“Well, I’m ding-wizzled!” Treff blew his bewilderment from eyes, ears and nose together—blew it upon the roseate air. “At this hour—by George! it makes one’s heart slip around in one’s body, like—like—”

“Una’s—Una’s is slipping round in hers!” Pemrose caught her lip between her teeth. “Look—will you? There—she’s off into the wood, to find it—find out what it means! She so timid!... Una—come back!” she cried sharply.

At that moment there leaped into the blue eyes something that rather dazzled young Treff.

It had the flash of a bridge over a torrent—a flinty bridge.

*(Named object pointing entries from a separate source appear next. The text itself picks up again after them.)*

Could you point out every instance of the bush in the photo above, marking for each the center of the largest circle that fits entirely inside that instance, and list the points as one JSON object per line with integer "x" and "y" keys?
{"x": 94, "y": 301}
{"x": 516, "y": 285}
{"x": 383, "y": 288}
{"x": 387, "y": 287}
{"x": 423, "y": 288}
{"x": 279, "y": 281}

Not for nothing had this girl a father who had bridged even space itself with his discoveries; it was her nature to build bridges—span the incredible.

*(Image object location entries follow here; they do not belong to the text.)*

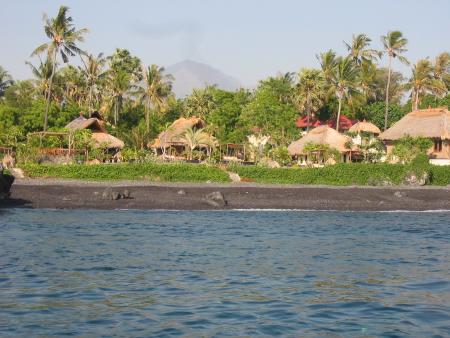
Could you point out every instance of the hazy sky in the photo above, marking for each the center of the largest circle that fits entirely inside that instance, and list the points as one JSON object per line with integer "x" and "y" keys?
{"x": 248, "y": 39}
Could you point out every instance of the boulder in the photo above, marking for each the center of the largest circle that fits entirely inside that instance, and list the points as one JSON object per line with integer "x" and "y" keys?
{"x": 215, "y": 199}
{"x": 17, "y": 172}
{"x": 6, "y": 182}
{"x": 415, "y": 179}
{"x": 234, "y": 177}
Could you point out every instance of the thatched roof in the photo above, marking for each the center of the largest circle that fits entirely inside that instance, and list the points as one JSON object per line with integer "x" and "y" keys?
{"x": 84, "y": 123}
{"x": 430, "y": 123}
{"x": 364, "y": 126}
{"x": 175, "y": 133}
{"x": 108, "y": 140}
{"x": 320, "y": 135}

“Una—come back,” she cried again—and sprang down the mountain towards her friend, in her the same feeling that had possessed her yesterday, as if her head and shoulders were being jerked backward, the rest of her going with the horse—with something runaway. “Una—that’s that’s nothing! I—I believe I know—” in half-mystified tones—“I believe I could—”

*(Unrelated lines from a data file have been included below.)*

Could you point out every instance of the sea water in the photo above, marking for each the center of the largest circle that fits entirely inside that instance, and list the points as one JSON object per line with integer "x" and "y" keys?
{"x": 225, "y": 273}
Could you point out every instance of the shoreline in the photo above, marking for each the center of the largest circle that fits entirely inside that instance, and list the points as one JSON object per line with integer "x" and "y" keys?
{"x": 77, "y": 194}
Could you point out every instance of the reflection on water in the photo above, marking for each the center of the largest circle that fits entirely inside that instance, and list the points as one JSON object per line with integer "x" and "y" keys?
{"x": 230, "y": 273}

As if a spell were broken, Una turned. On the very verge of losing herself among the thick spruces, thick as hops near the precipice’s edge, she paused uncertainly.

The lovely harebells she had gathered, growing in such profusion in this wild spot—a bunch almost as big as her head—stood out, like a fluttering bluebird, against the green.

Suddenly she tossed them from her. With a frightened cry—an awakening cry—she began running blindly, climbing recklessly—not up towards Pemrose—but in the direction of the mothering arms of the Guardian, wide open to receive her.

But, again, she was “sparrow-blasted”, mystified—quivering to the core now. And the sunset drew a red muffler across her eyes.